In queste mie sessioni, che erano diventate una sorta di rito, mi portavo sempre qualcosa da sgranocchiare: patatine, caramelle, o qualcosa di simile; un giorno, andai a vedere un film il cui titolo ho rimosso (poteva essere magari I tre Amigos o Beverly Hills Cop 2, ma non ci giurerei) al cinema Colombo e acquistai al bar lì vicino, sorprendentemente chiamato Bar Colombo, una confezione di Voglia Matta. Le Voglia Matta, ora generalmente dimenticate, erano un prodotto della Perugina e consistevano in una specie di piccoli cioccolatini in una scatoletta di cartone, nella misura di una ventina per confezione. La pubblicità recitava, sull’aria di Cuore Matto di Little Tony: “La voglia matta, matta da legare, con cinque gusti non sai più che cosa fare” perché, come i più astuti avranno intuito, c’erano cinque declinazioni di Voglia Matta. Questa vertiginosa varietà di scelta cagionò la mia malvagità. Tenetevi ancora più forte.
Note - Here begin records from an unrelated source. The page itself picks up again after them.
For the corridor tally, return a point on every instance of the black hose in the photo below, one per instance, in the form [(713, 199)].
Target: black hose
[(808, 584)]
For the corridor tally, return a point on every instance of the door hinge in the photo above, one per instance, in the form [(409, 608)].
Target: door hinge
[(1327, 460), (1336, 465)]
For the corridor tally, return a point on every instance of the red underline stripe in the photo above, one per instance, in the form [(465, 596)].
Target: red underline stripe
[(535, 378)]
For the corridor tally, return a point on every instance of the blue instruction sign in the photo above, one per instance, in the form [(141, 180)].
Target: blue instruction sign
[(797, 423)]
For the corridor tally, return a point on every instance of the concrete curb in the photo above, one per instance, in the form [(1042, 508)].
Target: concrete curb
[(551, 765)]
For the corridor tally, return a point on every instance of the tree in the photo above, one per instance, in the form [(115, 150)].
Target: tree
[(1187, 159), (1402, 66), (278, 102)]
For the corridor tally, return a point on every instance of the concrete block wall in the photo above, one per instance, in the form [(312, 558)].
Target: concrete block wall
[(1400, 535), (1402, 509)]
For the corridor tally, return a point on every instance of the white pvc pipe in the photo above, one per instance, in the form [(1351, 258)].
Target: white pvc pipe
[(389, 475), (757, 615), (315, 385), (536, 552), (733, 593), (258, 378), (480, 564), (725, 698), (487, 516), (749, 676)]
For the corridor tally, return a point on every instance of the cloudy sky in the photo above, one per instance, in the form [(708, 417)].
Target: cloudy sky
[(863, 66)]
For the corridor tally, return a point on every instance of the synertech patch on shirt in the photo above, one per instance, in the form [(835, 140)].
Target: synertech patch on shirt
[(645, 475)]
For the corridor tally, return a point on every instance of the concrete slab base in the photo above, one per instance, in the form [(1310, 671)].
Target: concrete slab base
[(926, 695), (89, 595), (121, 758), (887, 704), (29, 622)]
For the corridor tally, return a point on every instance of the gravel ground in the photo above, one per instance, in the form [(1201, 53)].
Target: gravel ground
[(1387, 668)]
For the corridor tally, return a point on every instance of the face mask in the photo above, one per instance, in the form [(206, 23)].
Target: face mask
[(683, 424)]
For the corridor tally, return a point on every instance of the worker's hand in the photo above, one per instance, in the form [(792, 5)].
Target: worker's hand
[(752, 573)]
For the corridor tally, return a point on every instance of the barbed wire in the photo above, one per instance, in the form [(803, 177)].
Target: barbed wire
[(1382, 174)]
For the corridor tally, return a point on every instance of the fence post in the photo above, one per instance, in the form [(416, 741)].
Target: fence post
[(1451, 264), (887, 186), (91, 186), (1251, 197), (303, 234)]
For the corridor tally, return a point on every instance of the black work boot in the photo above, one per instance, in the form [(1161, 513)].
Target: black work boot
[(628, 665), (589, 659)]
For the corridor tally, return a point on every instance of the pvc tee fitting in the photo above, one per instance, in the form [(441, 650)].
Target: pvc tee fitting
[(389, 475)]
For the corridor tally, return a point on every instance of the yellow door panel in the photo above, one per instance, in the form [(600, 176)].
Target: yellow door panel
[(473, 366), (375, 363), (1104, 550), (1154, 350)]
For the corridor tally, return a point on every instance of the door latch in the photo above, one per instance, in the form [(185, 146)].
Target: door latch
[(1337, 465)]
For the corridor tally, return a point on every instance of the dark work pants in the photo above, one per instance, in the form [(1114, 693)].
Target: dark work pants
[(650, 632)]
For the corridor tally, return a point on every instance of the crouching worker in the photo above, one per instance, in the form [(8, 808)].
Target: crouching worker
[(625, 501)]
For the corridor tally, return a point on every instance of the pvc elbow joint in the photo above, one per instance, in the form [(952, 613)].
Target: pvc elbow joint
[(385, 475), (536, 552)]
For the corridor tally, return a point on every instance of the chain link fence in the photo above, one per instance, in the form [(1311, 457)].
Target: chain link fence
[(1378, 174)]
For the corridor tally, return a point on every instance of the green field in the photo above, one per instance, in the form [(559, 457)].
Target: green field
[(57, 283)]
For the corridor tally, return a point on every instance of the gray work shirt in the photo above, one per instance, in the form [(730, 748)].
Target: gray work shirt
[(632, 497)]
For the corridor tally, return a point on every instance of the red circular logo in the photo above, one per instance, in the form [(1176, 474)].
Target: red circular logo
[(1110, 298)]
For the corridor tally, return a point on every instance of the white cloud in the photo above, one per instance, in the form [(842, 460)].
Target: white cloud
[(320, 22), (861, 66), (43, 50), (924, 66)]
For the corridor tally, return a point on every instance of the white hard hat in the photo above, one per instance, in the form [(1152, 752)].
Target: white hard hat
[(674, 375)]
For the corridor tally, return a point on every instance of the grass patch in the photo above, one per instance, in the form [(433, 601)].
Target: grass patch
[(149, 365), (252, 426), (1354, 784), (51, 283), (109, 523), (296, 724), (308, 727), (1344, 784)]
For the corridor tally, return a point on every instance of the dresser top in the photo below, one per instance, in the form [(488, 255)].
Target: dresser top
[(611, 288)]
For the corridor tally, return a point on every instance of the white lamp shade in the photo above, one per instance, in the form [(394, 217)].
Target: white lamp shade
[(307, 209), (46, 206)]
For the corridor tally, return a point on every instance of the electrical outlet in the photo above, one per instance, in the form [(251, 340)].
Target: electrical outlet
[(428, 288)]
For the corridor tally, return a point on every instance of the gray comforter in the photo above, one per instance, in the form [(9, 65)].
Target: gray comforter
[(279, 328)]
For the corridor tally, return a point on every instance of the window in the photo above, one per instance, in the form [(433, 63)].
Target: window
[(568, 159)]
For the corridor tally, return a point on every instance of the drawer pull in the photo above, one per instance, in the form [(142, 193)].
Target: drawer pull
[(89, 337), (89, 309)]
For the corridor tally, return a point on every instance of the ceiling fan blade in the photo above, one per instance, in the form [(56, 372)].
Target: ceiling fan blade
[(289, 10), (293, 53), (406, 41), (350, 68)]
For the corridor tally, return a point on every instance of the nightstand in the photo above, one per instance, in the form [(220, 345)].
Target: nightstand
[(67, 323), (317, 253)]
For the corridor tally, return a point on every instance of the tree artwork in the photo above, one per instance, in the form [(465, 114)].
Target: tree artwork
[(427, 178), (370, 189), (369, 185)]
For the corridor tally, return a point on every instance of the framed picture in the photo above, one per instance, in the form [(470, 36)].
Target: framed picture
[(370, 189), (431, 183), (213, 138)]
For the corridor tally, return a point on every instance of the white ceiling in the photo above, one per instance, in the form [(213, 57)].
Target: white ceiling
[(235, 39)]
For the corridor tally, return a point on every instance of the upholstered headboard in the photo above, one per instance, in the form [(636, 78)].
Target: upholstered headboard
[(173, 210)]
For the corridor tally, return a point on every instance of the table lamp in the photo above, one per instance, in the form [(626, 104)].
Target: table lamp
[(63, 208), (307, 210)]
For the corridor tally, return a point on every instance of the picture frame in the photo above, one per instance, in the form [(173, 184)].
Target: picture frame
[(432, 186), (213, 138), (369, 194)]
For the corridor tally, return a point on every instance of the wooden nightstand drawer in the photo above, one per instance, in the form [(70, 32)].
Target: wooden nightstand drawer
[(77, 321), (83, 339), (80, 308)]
Infatti, iniziato il film, aprii la scatola, presi la prima Voglia Matta e l’addentai; tuttavia, appena morsa la prima prelibata pralina ebbi una brutta sorpresa: avevo commesso un imperdonabile errore e avevo acquistato l’unico gusto di Voglia Matta che proprio non mi piaceva, quella che sotto una scorza di cioccolato nascondeva una ciliegina candita. A me le ciliegine candite fanno cagare, infatti schifo anche i Mon Cheri. Immaginate lo shock: addenti qualcosa che pensi che ti piaccia un pacco e ti ritrovi con qualcosa di inaspettato! Come addentare un croissant e trovarci dentro del ragù al posto della marmellata!
La prima Voglia Matta la ingollai senza masticare ulteriormente, e poi, sconcertato, fui di fronte al dilemma: che fare? Il film sarebbe stato meno godibile senza la pappatoria, e comunque avevo pagato qualcosa tipo 1000 lire per i dolcetti, che non potevano andare sprecati. Ebbi quindi una diabolica illuminazione: in fondo, il cioccolato fuori è buono, almeno quello è mangiabile. Presi allora le Voglia Matta una per una, le succhiai amorosamente gustando ogni stilla di cioccolato…e poi…ehm, approfittando del buio della sala e del fatto che esa fosse semivuota, silenziosamente sputai le orride ciliegie candite sotto il sedile. In questo modo riuscii ad ottimizzare le risorse a mia disposizione, godendo di un po’ di cioccolato anche se non proprio delle Voglia Matta che speravo di avere, e il tutto al piccolo prezzo di un po’ di karma negativo e qualche centinaio di bestemmie di chi avrebbe dovuto fare le pulizie. In fondo il mondo è semplice.